401: BE vai propor passe nacional de nove euros para todos os transportes públicos

– “… O novo passe de nove euros, … “significava dinheiro na carteira de todos os trabalhadores, mais transportes colectivos, menos gasto de combustíveis e menos poluição, para responder à crise climática”.” O problema é para os desempregados que não têm NENHUM dinheiro na carteira… Não têm direito ao passe gratuito como os idosos >65 anos e estudantes, porquê? É esta a (in)justiça social deste país de gente pequenina que apenas olha para o seu umbigo?

SOCIEDADE/TRANSPORTES PÚBLICOS

Catarina Martins defende um passe nacional de nove euros, semelhante à Alemanha, como resposta à inflação e à crise climática.

© RUI MINDERICO/LUSA

A coordenadora nacional do BE, Catarina Martins, apresentou este sábado em Setúbal a primeira medida de alteração de especialidade no Orçamento de Estado para 2023 que visa criar um passe nacional para os transportes públicos de nove euros por mês.

“O Bloco propõe que seja criado um passe nacional de nove euros que possa permitir às pessoas utilizarem todos os transportes dos concelhos e das áreas metropolitanas, mas também os transportes rodoviários e os comboios que fazem as ligações de médio curso em Portugal”, disse.

“Portugal é o único país na Europa em que, nos pacotes sobre a inflação, nunca houve uma medida real para baixar os custos dos transportes e para promover o uso do transporte colectivo”, acrescentou a coordenadora do BE, lembrando que “estamos a viver a combinação de três crises: a crise da inflação, o problema do acesso à energia e também o problema da guerra da Ucrânia”.
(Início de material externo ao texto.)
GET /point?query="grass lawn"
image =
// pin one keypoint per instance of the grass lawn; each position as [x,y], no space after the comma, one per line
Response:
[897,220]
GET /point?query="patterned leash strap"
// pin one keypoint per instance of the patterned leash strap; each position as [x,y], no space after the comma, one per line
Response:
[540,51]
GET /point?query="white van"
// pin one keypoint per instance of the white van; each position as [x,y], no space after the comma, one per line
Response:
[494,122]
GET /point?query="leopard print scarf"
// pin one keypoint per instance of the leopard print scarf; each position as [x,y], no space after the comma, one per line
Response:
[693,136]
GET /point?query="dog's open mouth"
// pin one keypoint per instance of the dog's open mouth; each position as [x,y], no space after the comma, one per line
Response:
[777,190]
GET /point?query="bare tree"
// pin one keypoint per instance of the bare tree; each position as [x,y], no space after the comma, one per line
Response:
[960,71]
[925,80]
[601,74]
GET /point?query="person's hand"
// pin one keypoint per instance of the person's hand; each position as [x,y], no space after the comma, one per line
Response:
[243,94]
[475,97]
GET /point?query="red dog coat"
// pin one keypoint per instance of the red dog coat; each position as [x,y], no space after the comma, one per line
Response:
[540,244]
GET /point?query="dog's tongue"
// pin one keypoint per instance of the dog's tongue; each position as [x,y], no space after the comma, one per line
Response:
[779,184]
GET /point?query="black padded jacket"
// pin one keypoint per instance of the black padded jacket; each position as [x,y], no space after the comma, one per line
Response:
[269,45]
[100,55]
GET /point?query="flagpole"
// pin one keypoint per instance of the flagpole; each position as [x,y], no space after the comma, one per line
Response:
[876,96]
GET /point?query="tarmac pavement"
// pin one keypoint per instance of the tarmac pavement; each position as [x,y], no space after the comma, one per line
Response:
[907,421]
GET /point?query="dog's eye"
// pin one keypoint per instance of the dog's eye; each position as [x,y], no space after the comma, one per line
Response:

Para Catarina Martins, que falava numa iniciativa em Setúbal no âmbito do Roteiro pela Justiça Climática, organizado pelo BE, o novo passe de âmbito nacional não só facilitaria as deslocações de estudantes e trabalhadores através dos transportes públicos durante a semana, como também as deslocações de fim de semana daqueles que estudam ou trabalham longe das suas famílias.

O novo passe de nove euros, que, segundo a coordenadora do BE, seria suportado pelas receitas e impostos do Fundo de Fomento Ambiental, que financia o Programa a de Apoio à Redução Tarifária nos Transportes (PART), “significava dinheiro na carteira de todos os trabalhadores, mais transportes colectivos, menos gasto de combustíveis e menos poluição, para responder à crise climática”.

“A nossa proposta não é particularmente inovadora. A Alemanha, durante os meses de verão, teve um passe a nove euros, que permitia a viagens de comboio em todo o país e que foi um sucesso muito grande na baixa das emissões de carbono, que é tão fundamental para responder à crise climática”, sublinhou Catarina Martins, defendendo que se a medida fosse aplicada todo o ano em Portugal havia uma redução da poluição e as pessoas poderiam utilizar mais os transportes colectivos.

Questionada pelos jornalistas sobre o Orçamento de Estado para 2023, Catarina Martins disse que o Governo está resignado com a perda de poder de compra dos portugueses devido à inflação.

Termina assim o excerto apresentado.